On Monday, January 22, 2018 at 5:51:55 PM UTC+1, Willem Vooijs wrote:
Hi Niklas,

I'm not necessarily advocating a slower release cadence, I see the advantage of having fairly recent libs available for developers.

First issue: Right now, documentation is gathered by reading the SDK code and the demo AppRTC. I can live with that for now, but it should be easier to correlate the prebuilt lib version to a version of the code in Git, which is hard to find out, especially for new users. This correlation is critical, since the SDK changes frequently (which in itself is great) and as a consequence the documentation.
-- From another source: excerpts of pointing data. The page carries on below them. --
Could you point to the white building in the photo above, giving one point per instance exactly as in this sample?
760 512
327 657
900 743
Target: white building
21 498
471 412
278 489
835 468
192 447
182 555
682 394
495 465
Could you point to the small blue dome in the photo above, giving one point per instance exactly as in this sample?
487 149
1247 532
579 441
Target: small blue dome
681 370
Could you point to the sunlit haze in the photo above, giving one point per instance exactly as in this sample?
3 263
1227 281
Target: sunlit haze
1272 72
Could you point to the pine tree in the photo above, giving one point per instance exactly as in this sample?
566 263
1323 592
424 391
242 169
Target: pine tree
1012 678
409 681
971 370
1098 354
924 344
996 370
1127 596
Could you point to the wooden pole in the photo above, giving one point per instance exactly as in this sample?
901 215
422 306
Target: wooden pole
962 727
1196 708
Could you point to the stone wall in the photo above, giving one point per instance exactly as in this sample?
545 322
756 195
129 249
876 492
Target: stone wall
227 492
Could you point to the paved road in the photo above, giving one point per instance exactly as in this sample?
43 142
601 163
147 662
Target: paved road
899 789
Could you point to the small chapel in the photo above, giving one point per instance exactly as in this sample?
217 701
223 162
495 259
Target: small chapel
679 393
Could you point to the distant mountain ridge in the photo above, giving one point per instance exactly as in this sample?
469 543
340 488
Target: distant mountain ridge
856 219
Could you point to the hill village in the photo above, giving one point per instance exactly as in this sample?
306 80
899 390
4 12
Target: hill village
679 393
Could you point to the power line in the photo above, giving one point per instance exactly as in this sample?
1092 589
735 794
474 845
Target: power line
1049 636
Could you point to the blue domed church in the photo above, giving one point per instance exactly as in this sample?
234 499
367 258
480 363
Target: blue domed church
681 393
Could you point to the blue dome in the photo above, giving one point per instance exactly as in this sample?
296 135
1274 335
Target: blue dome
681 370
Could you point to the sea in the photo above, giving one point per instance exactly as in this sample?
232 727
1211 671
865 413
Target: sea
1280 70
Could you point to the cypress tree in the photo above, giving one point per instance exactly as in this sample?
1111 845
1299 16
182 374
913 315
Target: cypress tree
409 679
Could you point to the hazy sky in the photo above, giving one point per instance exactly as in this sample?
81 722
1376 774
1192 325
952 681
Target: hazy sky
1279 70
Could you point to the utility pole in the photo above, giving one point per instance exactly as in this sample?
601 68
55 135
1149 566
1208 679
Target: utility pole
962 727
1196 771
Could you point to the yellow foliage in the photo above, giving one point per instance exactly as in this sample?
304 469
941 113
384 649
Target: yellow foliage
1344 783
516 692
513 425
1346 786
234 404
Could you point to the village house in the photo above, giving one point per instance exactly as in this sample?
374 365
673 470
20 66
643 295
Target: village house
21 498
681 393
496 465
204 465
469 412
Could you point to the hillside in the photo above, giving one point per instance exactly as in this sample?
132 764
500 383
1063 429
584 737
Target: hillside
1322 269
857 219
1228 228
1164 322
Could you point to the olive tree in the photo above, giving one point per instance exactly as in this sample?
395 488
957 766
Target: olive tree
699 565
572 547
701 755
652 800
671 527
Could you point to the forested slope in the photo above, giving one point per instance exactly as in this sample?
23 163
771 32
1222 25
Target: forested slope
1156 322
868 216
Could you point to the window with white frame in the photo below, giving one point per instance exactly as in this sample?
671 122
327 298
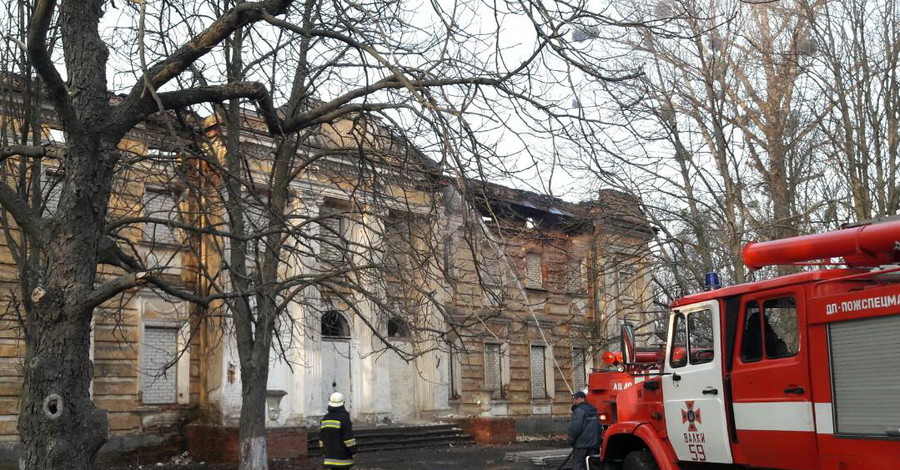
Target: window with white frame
493 369
160 204
579 368
333 233
159 349
539 372
578 276
51 190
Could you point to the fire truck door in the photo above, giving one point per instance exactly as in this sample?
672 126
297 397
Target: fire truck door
770 383
693 388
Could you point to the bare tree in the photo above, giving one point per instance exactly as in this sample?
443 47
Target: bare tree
439 86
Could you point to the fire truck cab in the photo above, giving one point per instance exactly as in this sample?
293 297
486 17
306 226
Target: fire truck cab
799 372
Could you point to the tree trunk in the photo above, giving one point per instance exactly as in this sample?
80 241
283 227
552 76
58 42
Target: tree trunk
58 424
253 418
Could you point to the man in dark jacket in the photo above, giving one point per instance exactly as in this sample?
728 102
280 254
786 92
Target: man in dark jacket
336 435
584 432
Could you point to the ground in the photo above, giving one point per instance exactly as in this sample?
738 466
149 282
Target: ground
444 458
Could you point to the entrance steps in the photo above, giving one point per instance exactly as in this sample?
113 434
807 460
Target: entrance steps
401 437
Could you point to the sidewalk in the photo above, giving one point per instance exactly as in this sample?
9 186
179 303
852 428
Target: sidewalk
454 458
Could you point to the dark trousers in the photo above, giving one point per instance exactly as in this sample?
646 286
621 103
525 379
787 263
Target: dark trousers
578 457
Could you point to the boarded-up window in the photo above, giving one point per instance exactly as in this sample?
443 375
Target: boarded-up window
577 276
397 243
160 205
493 372
51 190
865 363
579 369
534 275
538 372
455 378
159 347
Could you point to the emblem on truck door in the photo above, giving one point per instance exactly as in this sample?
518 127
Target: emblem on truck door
691 416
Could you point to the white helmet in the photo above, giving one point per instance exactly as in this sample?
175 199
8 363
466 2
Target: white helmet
336 400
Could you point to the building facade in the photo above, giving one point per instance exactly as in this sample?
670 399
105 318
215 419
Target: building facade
486 301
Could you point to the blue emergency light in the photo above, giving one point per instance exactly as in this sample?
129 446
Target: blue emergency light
712 281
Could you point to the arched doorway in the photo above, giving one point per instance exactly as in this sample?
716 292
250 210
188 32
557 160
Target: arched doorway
335 330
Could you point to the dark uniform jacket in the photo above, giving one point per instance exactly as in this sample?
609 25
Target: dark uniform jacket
336 438
584 431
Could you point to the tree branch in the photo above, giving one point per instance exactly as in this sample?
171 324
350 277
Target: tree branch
241 15
115 287
43 64
25 217
212 94
31 151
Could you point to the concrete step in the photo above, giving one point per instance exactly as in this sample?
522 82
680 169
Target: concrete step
401 437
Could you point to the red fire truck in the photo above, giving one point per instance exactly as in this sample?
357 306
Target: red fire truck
798 372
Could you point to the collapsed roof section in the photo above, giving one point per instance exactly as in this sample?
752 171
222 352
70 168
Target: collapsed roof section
517 209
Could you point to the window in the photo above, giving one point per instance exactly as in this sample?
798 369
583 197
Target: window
334 325
255 221
51 190
398 328
159 348
333 228
160 204
751 342
781 335
578 276
774 331
701 341
538 372
493 372
678 356
579 368
534 278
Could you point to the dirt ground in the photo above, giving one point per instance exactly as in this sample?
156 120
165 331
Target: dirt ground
442 458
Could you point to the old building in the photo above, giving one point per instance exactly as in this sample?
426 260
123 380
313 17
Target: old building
481 300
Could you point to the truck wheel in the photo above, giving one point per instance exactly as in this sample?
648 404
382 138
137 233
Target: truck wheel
640 460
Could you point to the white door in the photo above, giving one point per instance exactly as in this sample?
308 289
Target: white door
336 370
692 386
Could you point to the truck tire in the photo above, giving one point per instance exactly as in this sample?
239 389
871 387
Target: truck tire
640 460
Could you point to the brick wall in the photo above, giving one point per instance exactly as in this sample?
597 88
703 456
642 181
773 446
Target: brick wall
218 444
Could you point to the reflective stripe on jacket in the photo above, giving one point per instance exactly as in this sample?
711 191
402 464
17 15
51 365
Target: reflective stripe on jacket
337 440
[blum] Yes, we are aware that there is, let's say, room for improvement when it comes to documentation ;-) Re. mapping of versions, we provide some guidance in the native section on webrtc.org. E.g., for Android the pre-build version of the library is 1.0.<Cr-Commit-Position>. The hash of the commit can be found in the .pom-file. 

 

Second issue: When wanting to take an Android app to production, we need to be able to rely on a lib that is tested and works in the real world (for example running in latest Chrome). I don't think it is fair to ask Android devs to build their own WebRTC libs for this, since it is a real PITA for multiple reasons. I couldn't even build a specific branch for example, only master.
 

[blum] All code gets tested the same way in our continuous build infrastructure. The closer you are with your app to ToT, the more likely you have a lib that provides fixes for already discovered bugs. A specific Chrome release is not a guarantee for a more stable lib version. There are also multiple Chrome M-releases across canary, dev, beta, and stable. Building on a specific WebRTC commit does not guarantee that you run the exact same code in Chrome and a native app. The development train basically moves always forward and we happen to do a cut when Chrome branches. Generally, I think that if you want to bring a WebRTC app to production, it’s of critical importance to gather your own stats to identify the performance of WebRTC in your environment over time. There are various solutions available either as open source or professional services. This allows you to identify issues early in your test and release cycle and report them.